Understanding the Conditional Forecast

Hi, I have been using the conditional forecast command in Dynare. However, I have a question on the reference manual of that subject. It says that "A few things need to be noted. … Third, although controlled exogenous variables are taken as instruments perfectly under the control of the policy-maker, they are nevertheless random and unforeseen shocks from the perspective of the households. That is, households are in each period surprised by the realization of a shock that keeps the controlled endogenous variables at their respective level. " How do we understand it? Is there any reference that I can read on this subject?

Thanks a lot!

This is a simple consequence of the state space system of the solution. Take the monetary policy shock in the Taylor rule as the instrument. In each period the central bank sets this shock to keep the controlled endogenous variable at the prespecified level. Thus the instrument is perfectly under the control of the policy-maker. But this does not change the fact that the monetary policy shock is a shock from the perspective of the households and that its realization comes as a surprise in each period.

There is no reference on this, but the statement directly follows from using an unanticipated, stochastic shock in the model to keep an endogenous variable at a prespecified level.

Thanks for the clarification and prompt response! The Taylor rule example is a good one, however, I still have some trouble understanding it. I am using a much simpler model to illustrate my questions and I hope that you can help me…

var y c k i;
varexo e s;
parameters a d;




var e; stderr 0.01;
var s; stderr 0.01;

stoch_simul(order=1, periods=1000);

var y;
periods 1,2;
values 0.6,0.7;
conditional_forecast(parameter_set = calibration, controlled_varexo = (e), replic = 3000);
plot_conditional_forecast(periods = 10) y i;

I don’t know how to attach graphs here, but basically I get forecast for ‘y’ and ‘i’. Both have an upper and a lower band around their mean.
My questions are:

  1. Are the bands due to both the shocks in ‘s’ and ‘e’?
  2. How exactly do we get the bands? I thought that the value of ‘s’ would affect the steady state values of all the endogenous variables. Does that explain why both the mean and the bands converge to constant levels and stay there after some periods?

Thanks a million!


See the description in mcforecast3.m

[quote]% Algorithm:
% Relies on state-space form:
% y_t=Ty_{t-1}+Rshocks(:,t)
% Shocks are split up into shocks_uncontrolled and shockscontrolled while
% the endogenous variables are also split up into controlled and
% uncontrolled ones to get:
% y_t(controlled_vars_index)=T*y_{t-1}(controlled_vars_index)+R(controlled_vars_index,uncontrolled_shocks_index)shocks_uncontrolled_t
% + R(controlled_vars_index,controlled_shocks_index)shocks_controlled_t
% This is then solved to get:
% shocks_controlled_t=(y_t(controlled_vars_index)-(T
% After obtaining the shocks, and for uncontrolled periods, the state-space representation
% y_t=T
% is used for forecasting

The bands come from the fact that there are also other uncontrolled shocks that create uncertainty about the value of tomorrow’s uncontrolled variables. For example GDP might be high or low for the same value of the nominal interest rate, depending on whether a positive or negative cost-push shock hits. The bands on y will reflect this. They are created by simulating the controlled system for different series for the uncontrolled shocks.

Thanks! Just to clarify, you mean that the bands come from the uncontrolled shocks, and the controlled shocks will be assumed to be zero forever after the controlling period, is that correct?

Yes, exactly. Controlled shocks in uncontrolled periods are 0 and do not add to uncertainty.


Another question :stuck_out_tongue:, I see no difference between ‘shocks’ and ‘parameter uncertainty’ in a calibrated model… Like in my very simple model example above, I model ‘s’ as an exogenous shock that follows a normal distribution, but it was really a parameter of the model (in the absence of that distribution thing), and I can also interpret it as an uncertain parameter following that distribution… What do you think??

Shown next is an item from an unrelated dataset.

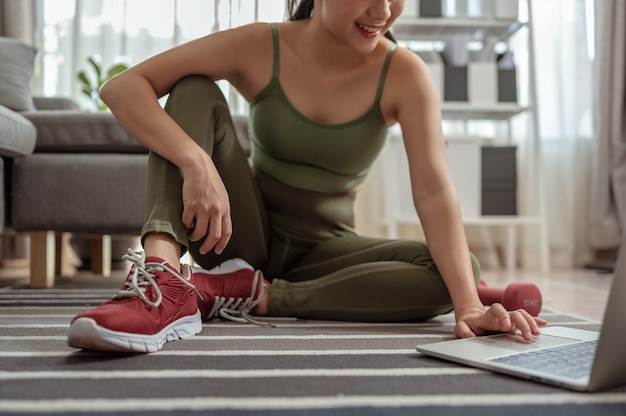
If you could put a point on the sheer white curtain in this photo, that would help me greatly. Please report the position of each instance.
(608, 210)
(565, 46)
(130, 31)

I would not agree. The object s has a time index and is not time-invariant. That would be the definition of a variable, not a parameter.

I agree that s has a time subscript. But can we interpret it as a parameter that has a distribution with different realizations in different periods? (Sorry for so many questions!)

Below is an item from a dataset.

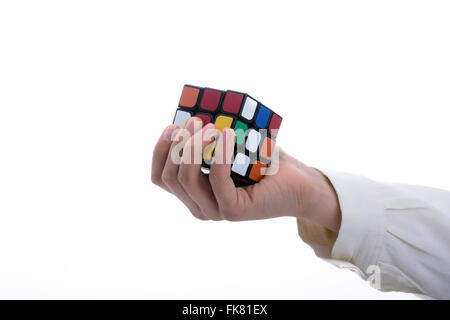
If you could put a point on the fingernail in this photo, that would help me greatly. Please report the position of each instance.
(229, 132)
(167, 135)
(209, 131)
(190, 126)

You can interpret it as you like. The s is a random variable and it can represent anything that is random.
That being said, you might have a hard time persuading other people that somthing that is time-variant should be seen as a parameter.

Thanks! It’s not that I must interpret it that way… I am just trying to think about ways to incorporate parameter uncertainty in a calibrate model.

But isn’t parameter uncertainty that a parameter is time invariant (and agents know it), but the econometrician does not know this fixed value? What you are simulating is that parameters change over time, agents learn the parameter fully when its new value is realized and the econometrician also does not know its value and has to use least squares learning using the Kalman filter to infer the value.

I see what you mean. This is very helpful!!! Thanks a million.